We've identified risk of losing this customer in Q2 based on [context].

### Impact Analysis
- **Immediate impact**: Revenue drops from $500K to $400K monthly in April
- **Sustained impact**: Six months at reduced revenue (April-September)
- **Annual revenue reduction**: $700K (11.7% of projected annual revenue)
- **Cash flow impact**: [Requires cash model integration]

### Recovery Plan
New business pipeline positions us to recover 50% of lost revenue by December:
- October: New Customer A ($20K/month)
- November: New Customer B ($15K/month)
- December: New Customer C ($15K/month)

By Q1 next year, monthly revenue reaches $450K (90% of original).

### Key Risks
1. **Timing risk**: If customer loss occurs earlier (March), impact increases $100K
2. **Pipeline risk**: New customers are projected, not committed
3. **Concentration risk**: Model does not address underlying concentration problem

### Recommended Actions
1. Accelerate customer discussions to gain timing certainty
2. Convert pipeline opportunities to signed contracts before Q2
3. Develop customer diversification strategy to reduce future concentration

### Assumptions (for audit trail)
[Link to full assumption registry]

The narrative connects numbers to decisions. Board members don't need to interpret spreadsheets—they receive a story that makes the model actionable.


Try With AI

Put intent-driven modeling into practice with these collaborative exercises.

Prompt 1: Revenue Scenario Model

We're launching a new product line. Revenue will start at $10,000 in month 1,
grow 20% monthly for 6 months, then stabilize at that level. Create a 12-month
revenue model with all assumptions documented.

Show me:
1. Monthly revenue projections
2. The formula structure you'll use
3. An assumption registry for the model
4. What happens if growth is 15% instead of 20%

What you're learning: This prompt exercises the complete intent-to-model workflow. Notice how Claude structures the two-phase model (growth then stability), documents assumptions explicitly, and provides sensitivity analysis. Pay attention to whether Claude makes the growth phase length configurable or hardcodes it—good model design keeps key parameters adjustable.

Prompt 2: Expense Model Refactoring

Refactor my existing expense model to handle step costs. Currently it assumes
linear growth, but we hire in batches of 5 when revenue hits certain thresholds:
$500K, $1M, and $2M. Each batch costs $75,000/month (5 people at $15K each).

Show me:
1. The step function formula structure
2. How the expense line changes at each threshold
3. What this means for our margin at different revenue levels

What you're learning: This prompt demonstrates model refactoring—taking an existing linear model and adding complexity. The step cost pattern is common in finance but tricky to implement correctly. Notice how Claude structures the IF logic and whether it addresses the margin compression that happens when you cross a hiring threshold (costs jump immediately, but revenue growth is gradual).

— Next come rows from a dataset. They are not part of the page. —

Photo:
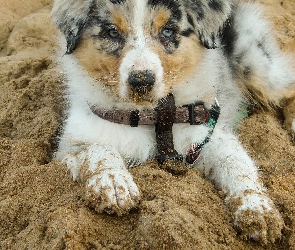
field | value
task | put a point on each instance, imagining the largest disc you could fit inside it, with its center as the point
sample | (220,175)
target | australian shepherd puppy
(125,58)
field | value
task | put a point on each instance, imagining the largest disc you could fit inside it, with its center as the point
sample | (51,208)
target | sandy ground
(42,208)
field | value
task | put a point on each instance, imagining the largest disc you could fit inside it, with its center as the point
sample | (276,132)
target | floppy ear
(208,18)
(70,17)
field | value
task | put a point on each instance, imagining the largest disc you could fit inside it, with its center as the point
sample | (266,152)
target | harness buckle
(134,118)
(191,113)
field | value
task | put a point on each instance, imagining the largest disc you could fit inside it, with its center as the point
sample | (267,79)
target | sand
(42,208)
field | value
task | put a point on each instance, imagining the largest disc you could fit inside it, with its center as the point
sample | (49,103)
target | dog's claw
(112,192)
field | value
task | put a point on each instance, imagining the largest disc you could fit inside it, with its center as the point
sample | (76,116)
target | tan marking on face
(99,65)
(182,63)
(160,19)
(120,21)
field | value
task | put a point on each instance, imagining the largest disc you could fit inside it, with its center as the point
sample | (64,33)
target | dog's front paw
(256,218)
(112,191)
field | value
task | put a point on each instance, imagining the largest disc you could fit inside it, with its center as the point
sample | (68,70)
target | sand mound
(42,208)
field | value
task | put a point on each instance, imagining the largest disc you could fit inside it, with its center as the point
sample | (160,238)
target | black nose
(141,81)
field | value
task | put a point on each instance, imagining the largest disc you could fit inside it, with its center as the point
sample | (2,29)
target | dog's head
(140,49)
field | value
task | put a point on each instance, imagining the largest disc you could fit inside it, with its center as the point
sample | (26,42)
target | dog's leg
(109,186)
(226,163)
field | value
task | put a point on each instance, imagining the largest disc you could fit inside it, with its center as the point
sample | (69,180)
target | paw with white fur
(256,217)
(112,191)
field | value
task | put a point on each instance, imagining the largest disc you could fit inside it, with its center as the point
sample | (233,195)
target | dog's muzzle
(141,81)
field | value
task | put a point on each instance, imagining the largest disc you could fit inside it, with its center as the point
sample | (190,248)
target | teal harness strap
(194,152)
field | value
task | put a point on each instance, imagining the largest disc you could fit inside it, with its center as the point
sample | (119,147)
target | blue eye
(168,32)
(113,33)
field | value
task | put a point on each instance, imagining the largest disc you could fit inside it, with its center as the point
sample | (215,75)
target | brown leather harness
(163,117)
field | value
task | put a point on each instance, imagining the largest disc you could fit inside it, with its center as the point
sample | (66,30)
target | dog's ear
(70,17)
(208,18)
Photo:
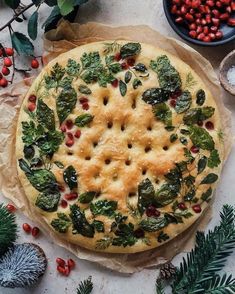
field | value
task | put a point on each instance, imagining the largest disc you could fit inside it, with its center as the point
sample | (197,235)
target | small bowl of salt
(227,73)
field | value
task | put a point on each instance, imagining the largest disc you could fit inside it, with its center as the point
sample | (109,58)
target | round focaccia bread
(119,146)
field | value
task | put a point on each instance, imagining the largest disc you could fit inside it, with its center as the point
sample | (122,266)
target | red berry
(7,61)
(115,83)
(9,51)
(77,134)
(209,125)
(85,106)
(194,149)
(71,263)
(60,261)
(3,82)
(27,228)
(197,208)
(71,196)
(31,106)
(182,206)
(35,231)
(10,207)
(5,71)
(34,63)
(63,203)
(32,98)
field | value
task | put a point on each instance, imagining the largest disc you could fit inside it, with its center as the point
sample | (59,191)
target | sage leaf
(154,96)
(45,115)
(184,102)
(70,177)
(128,76)
(168,77)
(214,159)
(83,120)
(22,44)
(130,49)
(209,179)
(163,113)
(33,25)
(201,138)
(200,97)
(87,197)
(202,162)
(65,103)
(122,88)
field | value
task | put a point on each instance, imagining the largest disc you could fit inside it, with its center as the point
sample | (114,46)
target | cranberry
(63,203)
(152,211)
(85,106)
(182,206)
(71,263)
(209,125)
(197,208)
(77,134)
(60,261)
(7,61)
(3,82)
(35,231)
(27,228)
(5,71)
(34,63)
(115,83)
(10,207)
(194,149)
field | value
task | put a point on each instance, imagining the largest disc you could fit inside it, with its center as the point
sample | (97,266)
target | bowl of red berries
(202,22)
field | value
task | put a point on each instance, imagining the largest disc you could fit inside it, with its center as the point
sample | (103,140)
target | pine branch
(208,257)
(85,287)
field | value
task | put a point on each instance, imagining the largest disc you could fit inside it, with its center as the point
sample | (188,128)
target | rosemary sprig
(85,287)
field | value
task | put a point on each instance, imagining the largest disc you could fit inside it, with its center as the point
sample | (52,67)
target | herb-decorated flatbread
(119,146)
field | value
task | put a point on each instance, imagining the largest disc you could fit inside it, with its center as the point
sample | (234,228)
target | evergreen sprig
(197,273)
(85,287)
(8,229)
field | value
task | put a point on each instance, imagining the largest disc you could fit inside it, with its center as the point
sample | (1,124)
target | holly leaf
(12,3)
(22,44)
(33,25)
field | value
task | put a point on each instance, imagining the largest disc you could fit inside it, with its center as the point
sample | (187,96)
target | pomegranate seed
(197,208)
(124,65)
(34,63)
(71,263)
(5,71)
(77,134)
(209,125)
(61,270)
(152,211)
(32,98)
(85,106)
(7,62)
(60,261)
(10,207)
(71,196)
(31,106)
(83,100)
(194,149)
(63,203)
(173,103)
(69,124)
(231,22)
(182,206)
(117,56)
(35,231)
(27,228)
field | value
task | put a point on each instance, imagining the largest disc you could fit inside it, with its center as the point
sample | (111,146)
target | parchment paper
(66,37)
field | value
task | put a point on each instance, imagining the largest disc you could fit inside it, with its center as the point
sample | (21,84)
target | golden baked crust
(154,153)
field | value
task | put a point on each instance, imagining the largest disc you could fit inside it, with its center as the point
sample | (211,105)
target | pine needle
(85,287)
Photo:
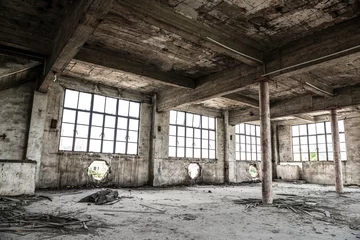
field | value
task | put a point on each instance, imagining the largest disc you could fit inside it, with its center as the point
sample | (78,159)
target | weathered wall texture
(174,171)
(61,169)
(17,177)
(320,172)
(15,111)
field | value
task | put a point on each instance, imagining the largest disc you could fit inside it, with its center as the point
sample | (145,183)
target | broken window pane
(84,101)
(123,109)
(99,103)
(134,110)
(71,99)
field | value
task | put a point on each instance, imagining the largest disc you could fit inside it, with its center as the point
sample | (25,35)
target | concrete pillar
(336,151)
(265,134)
(226,147)
(36,131)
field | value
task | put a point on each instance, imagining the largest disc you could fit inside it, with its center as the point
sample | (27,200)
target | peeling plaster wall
(17,175)
(173,171)
(320,172)
(61,169)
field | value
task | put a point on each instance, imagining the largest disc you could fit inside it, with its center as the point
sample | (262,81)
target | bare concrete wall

Prompt 3: Assumption Audit

Review this revenue model and list every assumption, both explicit and implicit.
For each assumption, tell me what data I would need to validate it and what
happens if it's wrong by 20%.

[Paste your model structure or describe it]

Focus on:
1. Growth rate assumptions
2. Timing assumptions
3. Customer concentration assumptions
4. Anything the model assumes but doesn't state

What you're learning: This prompt practices assumption surfacing—the skill of finding hidden judgments in financial models. Claude will identify both explicit assumptions (the 15% in your formula) and implicit ones (no seasonality, no capacity constraints). This is where you teach Claude about your business context by confirming which implicit assumptions are valid and which need to be made explicit.

Note: When building financial models with Claude, always validate the formula logic before relying on results for decisions. Test with simple numbers where you can verify the math manually. Build trust in the modeling workflow incrementally, starting with non-critical analyses.